A new report from the Alliances for an Energy Efficient Economy (AEEE) and Clean Cooling Collaborative (CCC) calls for urgent action to integrate demand response (DR) technology into India’s rapidly growing stock of room air conditioners (RACs), aiming to mitigate energy grid strain and rising emissions linked to cooling.
India is projected to sell 130–165 million RACs between 2025 and 2030, nearly doubling the current stock. This growth is intensifying pressure on the power grid. The report argues that DR integration can reduce peak load while maintaining thermal comfort for users.
CLASP’s analysis forecasts that India could be market-ready for DR-enabled RACs by 2028, with 53–67 million units deployed by 2030. Peak demand reductions of 8–10 GW could be achieved—comparable to Delhi’s entire 2024 peak demand—along with savings of 563–709 GWh of electricity in 2030.

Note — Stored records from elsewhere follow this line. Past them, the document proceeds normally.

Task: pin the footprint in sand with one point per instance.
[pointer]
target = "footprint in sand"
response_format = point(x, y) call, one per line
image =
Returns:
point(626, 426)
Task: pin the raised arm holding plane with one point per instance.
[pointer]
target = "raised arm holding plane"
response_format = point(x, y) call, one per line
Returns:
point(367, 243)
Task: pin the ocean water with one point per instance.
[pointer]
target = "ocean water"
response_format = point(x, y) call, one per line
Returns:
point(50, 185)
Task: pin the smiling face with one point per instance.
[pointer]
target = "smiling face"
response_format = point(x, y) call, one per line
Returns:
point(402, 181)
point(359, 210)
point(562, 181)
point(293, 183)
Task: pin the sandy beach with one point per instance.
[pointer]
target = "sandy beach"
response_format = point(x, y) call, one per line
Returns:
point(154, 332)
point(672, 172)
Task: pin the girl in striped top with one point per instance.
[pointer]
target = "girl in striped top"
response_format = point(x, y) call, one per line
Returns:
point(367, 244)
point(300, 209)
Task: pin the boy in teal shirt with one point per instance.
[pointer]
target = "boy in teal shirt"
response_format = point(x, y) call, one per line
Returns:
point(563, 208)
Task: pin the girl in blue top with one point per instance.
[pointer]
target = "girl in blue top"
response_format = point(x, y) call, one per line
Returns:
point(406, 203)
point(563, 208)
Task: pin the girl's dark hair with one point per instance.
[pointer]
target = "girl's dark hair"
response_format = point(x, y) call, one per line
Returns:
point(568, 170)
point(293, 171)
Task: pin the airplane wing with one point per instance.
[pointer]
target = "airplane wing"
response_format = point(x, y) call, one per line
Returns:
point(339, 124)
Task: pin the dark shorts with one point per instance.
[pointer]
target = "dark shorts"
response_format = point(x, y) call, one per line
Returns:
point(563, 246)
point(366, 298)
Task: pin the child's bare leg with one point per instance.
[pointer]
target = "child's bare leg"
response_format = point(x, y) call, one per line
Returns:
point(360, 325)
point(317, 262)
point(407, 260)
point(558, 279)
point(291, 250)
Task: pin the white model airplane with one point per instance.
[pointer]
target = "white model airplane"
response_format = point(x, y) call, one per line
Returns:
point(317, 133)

These demand reductions could avoid $12.8 billion in grid investments by 2030, translating to about $473 per participating DR-RAC owner, roughly covering the cost of a unit. The incremental cost of integrating DR technology into RACs is expected to remain in the $10–$30 range.
The report emphasizes the need for technical standardization and collaboration. It calls on the Bureau of Indian Standards (BIS) to develop DR-RAC standards based on global best practices, and on stakeholders across the RAC value chain to support this process.
RAC manufacturers are urged to integrate DR-compliant components and collaborate on policy development. Utilities and aggregators should quantify DR benefits, run pilot programs, and inform consumers. Technology labs, policymakers, and investors are also encouraged to contribute to standardization, R&D, financing, and deployment.
The report concludes with a call for public and private investment, including government subsidies and financial instruments like green bonds, to accelerate DR-RAC adoption and support grid modernization.